Re: I Shall Forget You Presently, My Dear

[personal profile] bookblather 2012-09-29 01:07 am (UTC)(link)
Baha, that last line. Millay is one of my favorite poets precisely for those last lines.
primeideal: Multicolored sideways eight (infinity sign) (Default)

Re: I Shall Forget You Presently, My Dear

[personal profile] primeideal 2012-09-29 02:23 am (UTC)(link)
I'm not much for love poetry but while we're on Millay and her stingers, I must recommend "I, Being Born a Woman and Distressed." http://www.poemhunter.com/poem/i-being-born-a-woman-and-distressed/

The Italian rhyme scheme at the end has its ups and downs. The triple two-syllable rhyme is spectacular, but I could kind of see "reason" coming from "brain" and it wasn't as exciting as it might otherwise have been.
spiralsheep: Martha laughing (Martha Laughing)

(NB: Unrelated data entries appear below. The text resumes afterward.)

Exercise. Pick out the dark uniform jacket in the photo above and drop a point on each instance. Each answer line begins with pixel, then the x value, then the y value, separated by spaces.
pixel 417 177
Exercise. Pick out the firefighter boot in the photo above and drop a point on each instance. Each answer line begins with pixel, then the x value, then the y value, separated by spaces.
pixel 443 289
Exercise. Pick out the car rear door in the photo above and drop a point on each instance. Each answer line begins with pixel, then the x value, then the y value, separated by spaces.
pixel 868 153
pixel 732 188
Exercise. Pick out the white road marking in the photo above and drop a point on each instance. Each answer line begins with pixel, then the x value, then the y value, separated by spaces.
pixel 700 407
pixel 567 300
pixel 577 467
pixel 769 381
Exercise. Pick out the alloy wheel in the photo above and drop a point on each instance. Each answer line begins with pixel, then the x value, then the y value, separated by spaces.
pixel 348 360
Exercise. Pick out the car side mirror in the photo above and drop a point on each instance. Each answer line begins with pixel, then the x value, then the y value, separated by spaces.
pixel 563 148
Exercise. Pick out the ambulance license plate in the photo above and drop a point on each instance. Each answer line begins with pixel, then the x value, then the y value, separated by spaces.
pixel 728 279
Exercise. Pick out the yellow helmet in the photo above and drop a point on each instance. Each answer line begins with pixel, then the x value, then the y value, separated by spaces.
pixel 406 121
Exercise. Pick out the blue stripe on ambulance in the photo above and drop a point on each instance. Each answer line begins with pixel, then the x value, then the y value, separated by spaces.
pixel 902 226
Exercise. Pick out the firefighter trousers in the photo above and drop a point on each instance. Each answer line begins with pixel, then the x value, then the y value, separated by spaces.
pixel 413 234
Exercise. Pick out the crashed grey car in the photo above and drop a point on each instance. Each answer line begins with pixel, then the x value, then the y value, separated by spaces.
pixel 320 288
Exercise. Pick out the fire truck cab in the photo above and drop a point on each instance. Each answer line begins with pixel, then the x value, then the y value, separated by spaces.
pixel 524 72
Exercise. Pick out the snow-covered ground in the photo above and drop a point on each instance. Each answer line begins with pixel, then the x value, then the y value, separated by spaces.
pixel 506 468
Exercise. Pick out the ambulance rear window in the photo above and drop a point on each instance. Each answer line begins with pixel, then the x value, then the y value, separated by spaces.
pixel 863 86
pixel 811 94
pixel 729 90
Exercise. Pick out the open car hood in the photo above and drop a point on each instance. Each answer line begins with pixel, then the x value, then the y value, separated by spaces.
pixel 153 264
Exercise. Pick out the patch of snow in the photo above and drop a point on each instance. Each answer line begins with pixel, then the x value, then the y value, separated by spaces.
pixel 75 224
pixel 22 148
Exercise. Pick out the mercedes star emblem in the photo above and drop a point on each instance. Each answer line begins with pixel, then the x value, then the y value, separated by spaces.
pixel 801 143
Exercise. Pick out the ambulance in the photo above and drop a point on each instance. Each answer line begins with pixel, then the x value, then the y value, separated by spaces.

Re: I Shall Forget You Presently, My Dear

[personal profile] spiralsheep 2012-09-29 02:04 pm (UTC)(link)
\o/
spiralsheep: Martha laughing (Martha Laughing)

Re: I Shall Forget You Presently, My Dear

[personal profile] spiralsheep 2012-09-29 02:00 pm (UTC)(link)
That sonnet was the one that first sold me on Millay. As a reader I love the punchline(s) but as a writer I have to admire the set-up more:

and nature has contrived
To struggle on without a break thus far

Heh.
bookblather: A picture of Yomiko Readman looking at books with the text "bookgasm." (Default)

[personal profile] bookblather 2012-09-29 01:06 am (UTC)(link)
Oh, I love that. Millay is such a great poet, so good with words and cleverly understated.